Creation Units — The Fund issues and redeems shares at NAV and only in large blocks of shares (each block of shares for the Fund is called a “Creation Unit” or multiples thereof). Purchasers of Creation Units at NAV must pay a standard minimum creation transaction fee of $500. An Authorized Participant who holds Creation Units (“Authorized Participants”) and wishes to redeem at NAV would also pay a standard minimum redemption transaction fee of $500. In addition to the fixed creation or redemption transaction fee, an additional transaction fee in $500 increments may apply, based on Creation Units consisting of more than 100 securities. The Adviser may retain all or a portion of the transaction fee to the extent the Adviser bears the expenses that otherwise would be borne by the Trust in connection with the purchase or redemption of a Creation Unit, which the transaction fee is designed to cover.

10

Hull Tactical US ETF

Notes to the Financial Statements

November 30, 2019 (Continued)

2. SIGNIFICANT ACCOUNTING POLICIES (continued)

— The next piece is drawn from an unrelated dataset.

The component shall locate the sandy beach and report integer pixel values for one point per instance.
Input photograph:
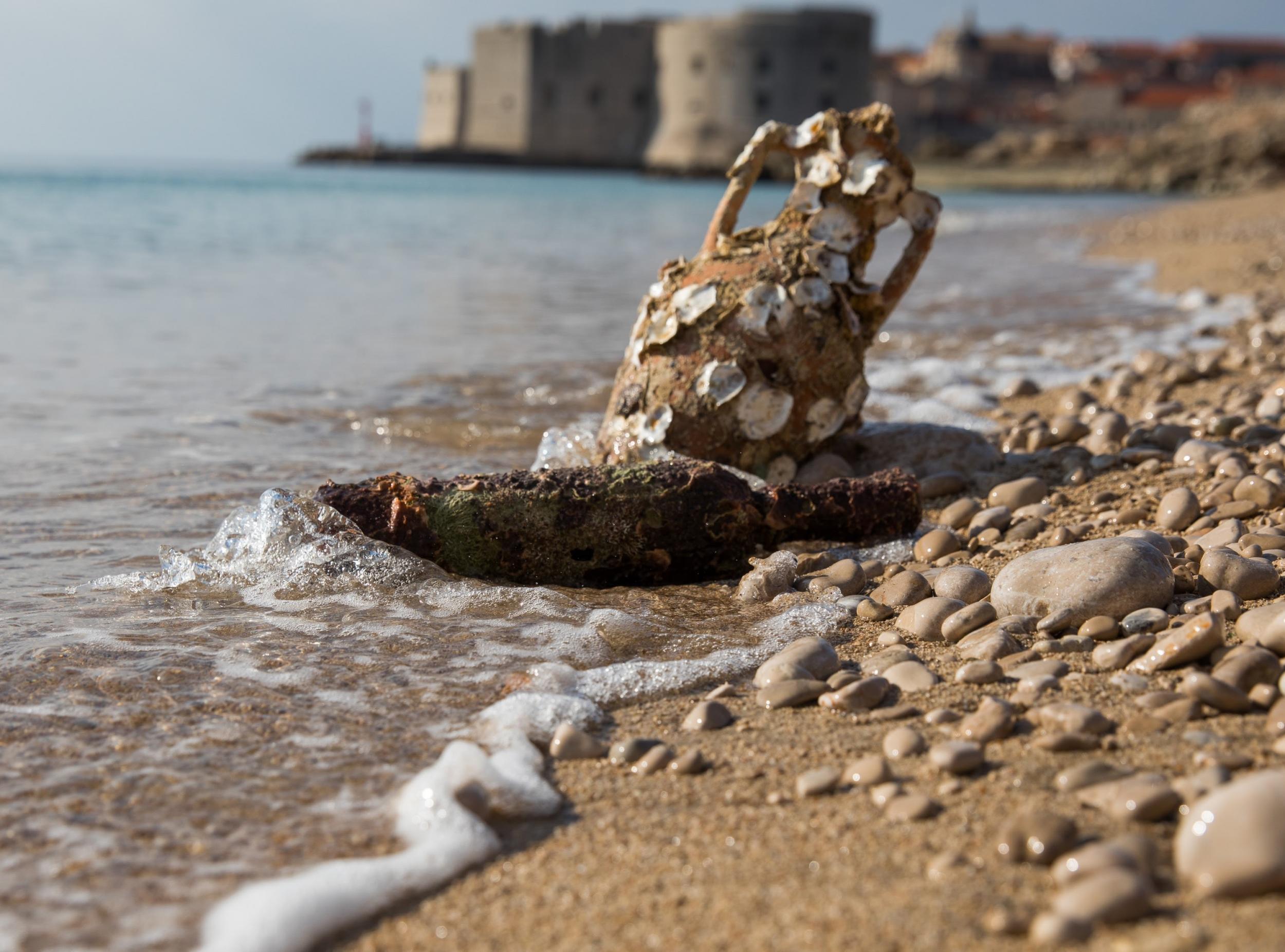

Except when aggregated in Creation Units, shares are not redeemable securities of the Fund. Shares of the Fund may only be purchased or redeemed by certain financial institutions (“Authorized Participants”). An Authorized Participant is either (i) a broker-dealer or other participant in the clearing process through the Continuous Net Settlement System of the National Securities Clearing Corporation or (ii) a Depository Trust Company (“DTC”) participant and, in each case, must have executed an Authorized Participant Agreement with the Fund’s distributor. Most retail investors will not qualify as Authorized Participants or have the resources to buy and sell whole Creation Units. Therefore, they will be unable to purchase or redeem the shares directly from the Fund. Rather, most retail investors will purchase shares in the secondary market with the assistance of a broker and will be subject to customary brokerage commissions or fees.

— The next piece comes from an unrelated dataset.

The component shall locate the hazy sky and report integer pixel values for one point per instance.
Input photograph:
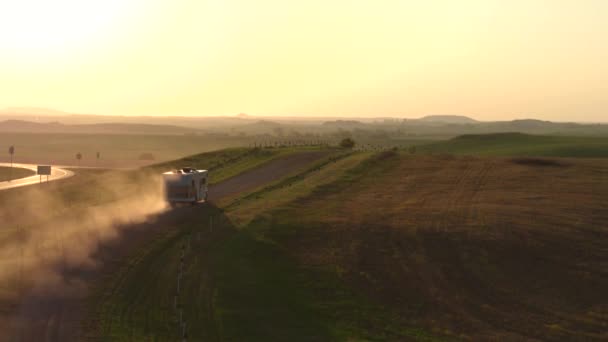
(489, 59)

The following table discloses the Fund’s Creation Unit breakdown based on the NAV as of November 30, 2019:

 

Creation
Unit Shares

 

Creation
Transaction Fee

 

Value

 

Redemption
Transaction
Fee

   

50,000

 

$

500

 

$

1,336,000

 

$

500

 

To the extent the Fund permits the contribution of securities in exchange for the purchase of shares (contribution in-kind), shares may be issued in advance of receipt by the Fund of all or a portion of the applicable deposit securities. In these circumstances, the Fund may require the Authorized Participant to maintain with the Trust an amount of 115% of the daily mark-to-market of the missing deposit securities. Amounts are disclosed as Segregated Cash Balance with Authorized Participants for Deposit Securities and Collateral Payable upon Return of Deposit Securities on the Statement of Assets and Liabilities, when applicable.

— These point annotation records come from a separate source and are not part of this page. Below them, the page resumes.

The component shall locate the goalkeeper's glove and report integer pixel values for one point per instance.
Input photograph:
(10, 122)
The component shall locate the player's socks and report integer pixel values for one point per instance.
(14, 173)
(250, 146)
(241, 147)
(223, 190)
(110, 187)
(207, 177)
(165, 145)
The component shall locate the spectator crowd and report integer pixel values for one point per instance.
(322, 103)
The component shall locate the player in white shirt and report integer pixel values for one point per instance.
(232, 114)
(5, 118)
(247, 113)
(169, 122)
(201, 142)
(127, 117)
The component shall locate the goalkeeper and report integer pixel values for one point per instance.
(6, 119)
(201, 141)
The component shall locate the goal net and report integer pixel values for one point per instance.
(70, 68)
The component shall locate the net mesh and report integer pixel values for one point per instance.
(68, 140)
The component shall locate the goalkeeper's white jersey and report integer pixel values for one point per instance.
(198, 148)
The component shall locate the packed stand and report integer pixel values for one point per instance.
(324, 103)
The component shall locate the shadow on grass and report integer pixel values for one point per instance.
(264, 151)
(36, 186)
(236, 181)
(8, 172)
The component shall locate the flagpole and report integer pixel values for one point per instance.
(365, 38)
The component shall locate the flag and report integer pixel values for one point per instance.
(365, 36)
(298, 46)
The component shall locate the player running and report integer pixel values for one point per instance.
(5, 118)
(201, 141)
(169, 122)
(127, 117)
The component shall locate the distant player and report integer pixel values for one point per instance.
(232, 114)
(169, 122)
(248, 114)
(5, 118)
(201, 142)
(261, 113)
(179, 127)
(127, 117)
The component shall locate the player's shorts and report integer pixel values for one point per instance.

3. OFFSETTING ASSETS AND LIABILITIES

The Fund is required to disclose the impact of offsetting assets and liabilities represented in the Statement of Assets and Liabilities to enable users of the financial statements to evaluate the effect or potential effect of netting arrangements on its financial position for recognized assets and liabilities. These recognized assets and liabilities are financial instruments and derivative instruments that are either subject to an enforceable master netting arrangement or similar agreement or meet the following right of setoff criteria: the amounts owed by the Fund to another party are determinable, the Fund has the right to set off the amounts owed with the amounts owed by the other party, the Fund intends to set off, and the Fund’s right of setoff is enforceable at law.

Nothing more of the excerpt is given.